I told him to let me call a friend in Los Angeles, and thus began the partnership of EJL and PSA. Blackie made it happen....
he kept his cool and put together the entire gameplan.
You made all of our lives better Bill, and we thank God for letting you come into this world for 83 years. May He rest your wonderful soul.
In deepest sympathy,
John Shean
Posted by: John | November 02, 2007 at 01:25 AM
How can you post about a man like Bill Blackshaw? I checked out the extensive (and beautifully done) Bill Blackshaw website and I still felt like it couldn’t describe the laughing, kind, smart man that I knew. It seems futile to try to summarize all that was wonderful about Bill. No matter how wonderful a website or posting or conversation, there is ALWAYS more to say about Bill and I know I will spend tonight thinking of all the great things I should’ve remembered to post here.

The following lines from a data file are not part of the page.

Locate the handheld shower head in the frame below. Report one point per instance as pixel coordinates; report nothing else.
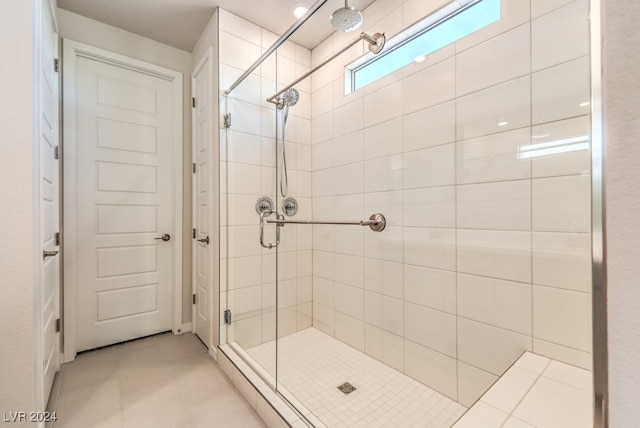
(290, 97)
(346, 18)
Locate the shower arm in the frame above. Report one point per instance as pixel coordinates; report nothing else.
(376, 43)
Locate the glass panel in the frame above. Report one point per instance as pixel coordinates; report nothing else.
(479, 159)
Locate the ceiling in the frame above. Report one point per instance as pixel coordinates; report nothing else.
(179, 23)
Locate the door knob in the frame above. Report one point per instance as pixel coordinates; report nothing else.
(46, 254)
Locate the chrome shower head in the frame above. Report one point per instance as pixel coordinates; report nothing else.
(346, 18)
(290, 97)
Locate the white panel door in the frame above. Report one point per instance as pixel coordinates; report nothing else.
(49, 201)
(124, 202)
(202, 201)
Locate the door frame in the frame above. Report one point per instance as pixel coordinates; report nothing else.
(71, 51)
(206, 60)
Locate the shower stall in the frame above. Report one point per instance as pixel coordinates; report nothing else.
(389, 251)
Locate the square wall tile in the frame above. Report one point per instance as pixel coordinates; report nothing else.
(383, 277)
(562, 204)
(434, 248)
(562, 260)
(501, 303)
(431, 368)
(429, 127)
(383, 105)
(574, 162)
(560, 92)
(489, 348)
(428, 87)
(496, 109)
(512, 14)
(495, 253)
(497, 60)
(384, 312)
(430, 207)
(472, 383)
(350, 331)
(560, 35)
(384, 346)
(349, 300)
(562, 317)
(433, 288)
(384, 139)
(501, 206)
(430, 167)
(323, 318)
(493, 157)
(430, 328)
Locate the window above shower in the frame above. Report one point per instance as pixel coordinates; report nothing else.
(437, 30)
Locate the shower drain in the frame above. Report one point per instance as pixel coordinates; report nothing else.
(347, 388)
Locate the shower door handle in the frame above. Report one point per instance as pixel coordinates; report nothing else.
(264, 214)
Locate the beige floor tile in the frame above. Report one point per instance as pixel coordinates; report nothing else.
(199, 376)
(97, 405)
(226, 407)
(155, 404)
(89, 368)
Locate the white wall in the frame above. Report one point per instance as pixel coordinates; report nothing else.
(621, 91)
(85, 30)
(19, 241)
(486, 254)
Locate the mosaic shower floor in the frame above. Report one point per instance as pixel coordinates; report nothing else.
(313, 365)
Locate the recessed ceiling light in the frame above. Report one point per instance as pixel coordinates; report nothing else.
(299, 11)
(540, 135)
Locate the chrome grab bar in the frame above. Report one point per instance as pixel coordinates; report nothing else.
(264, 214)
(376, 222)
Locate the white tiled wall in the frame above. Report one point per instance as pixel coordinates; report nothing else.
(248, 168)
(486, 253)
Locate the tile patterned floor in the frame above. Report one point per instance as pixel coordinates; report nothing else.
(536, 392)
(159, 381)
(313, 364)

I am a friend of his daughter Amy and I have known Bill now for 20 years, a newbie in fine company. I first met Bill when he was escorting Amy, his seventh child, to college in Santa Cruz. How many people would still be so involved? The seventh child at an out-of-town school?! I remember he seemed bemused and proud. Bill was quick to reassure his youngest child branching out on her own, steer clear of Jay’s tending to the minutiae of dorm details, and befriend me, the girl who didn’t know a soul at the new school. When I last saw Bill at the Villa Gardens, he was the same: bemused, diplomatic, and ready to engage in some friendly conversation. Bill always remembered details -job, house, family, travel, books, music - a classic ad man with an encyclopedic range of charm to make you feel comfortable, liked, and important.

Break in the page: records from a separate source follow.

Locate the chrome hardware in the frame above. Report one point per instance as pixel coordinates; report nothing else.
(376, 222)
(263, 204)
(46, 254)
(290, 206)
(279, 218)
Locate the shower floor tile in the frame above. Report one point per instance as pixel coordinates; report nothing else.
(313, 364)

When I think of Bill, I think of a man honored to be a family man, a dedicated and loving husband, an amazing father, and great friend to many; a fast wit with a strong moral compass. Other people knew Bill better than I do. But what I do know is that I can speak about the legacy of Bill: his children. They are an amazing family with much to be proud of. My great friend Amy has been finely shaped by the hand of Bill. She is intelligent, highly principled, funny, always doing the right thing for the right reason and the go to person for many of us in a time of need. Amy is the best friend anyone could ask for and I know that it is Bill who has given her the strong foundation on which she leads her life. The best of Bill will live on in his wonderful family and I thank him for such a job well done.
So Bill, it is indeed true that what “Trenton makes, the world takes”.

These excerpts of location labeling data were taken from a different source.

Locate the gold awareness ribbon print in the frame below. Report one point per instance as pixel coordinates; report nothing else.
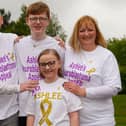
(46, 112)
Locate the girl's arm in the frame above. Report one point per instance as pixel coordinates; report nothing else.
(74, 118)
(30, 120)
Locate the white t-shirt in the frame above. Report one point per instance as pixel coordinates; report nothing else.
(50, 103)
(8, 75)
(98, 72)
(27, 53)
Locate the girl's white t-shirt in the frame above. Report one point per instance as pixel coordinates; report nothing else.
(51, 104)
(27, 51)
(8, 75)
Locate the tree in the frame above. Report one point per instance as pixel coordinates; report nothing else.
(118, 47)
(20, 27)
(6, 19)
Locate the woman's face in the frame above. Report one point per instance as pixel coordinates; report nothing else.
(87, 35)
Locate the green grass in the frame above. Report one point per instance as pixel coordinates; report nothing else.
(120, 109)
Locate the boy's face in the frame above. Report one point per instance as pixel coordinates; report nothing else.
(1, 20)
(37, 23)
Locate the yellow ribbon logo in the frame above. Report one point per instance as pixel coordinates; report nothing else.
(46, 112)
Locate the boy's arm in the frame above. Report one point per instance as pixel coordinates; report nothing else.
(74, 118)
(30, 120)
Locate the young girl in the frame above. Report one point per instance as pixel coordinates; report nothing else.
(50, 104)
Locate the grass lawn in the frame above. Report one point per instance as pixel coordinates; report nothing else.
(120, 109)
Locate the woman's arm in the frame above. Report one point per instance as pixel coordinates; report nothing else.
(30, 120)
(74, 118)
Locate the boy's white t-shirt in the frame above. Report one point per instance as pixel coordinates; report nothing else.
(50, 104)
(27, 53)
(8, 75)
(98, 72)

I am out of the country so it is with great sadness and much love that I will be thinking of Bill and his family and friends on Saturday.
Sincerely, Amy Schulenberg
Posted by: Amy Schulenberg | November 02, 2007 at 06:41 AM
Pete:
My sincere condolences. He must have been an amazing man, because he raised an amazing son. May God bless and keep your father's soul and may His love comfort you and your family.
Posted by: Jim Nail | November 02, 2007 at 09:50 AM
Pete, I loved meeting your dad and talking of Hank's Hatfield heritage. He was so wise and knowing -- a person who lived a long, rich and loving life. I'm glad to know him through you. He's passed along much richness and passion. We're thinking of you!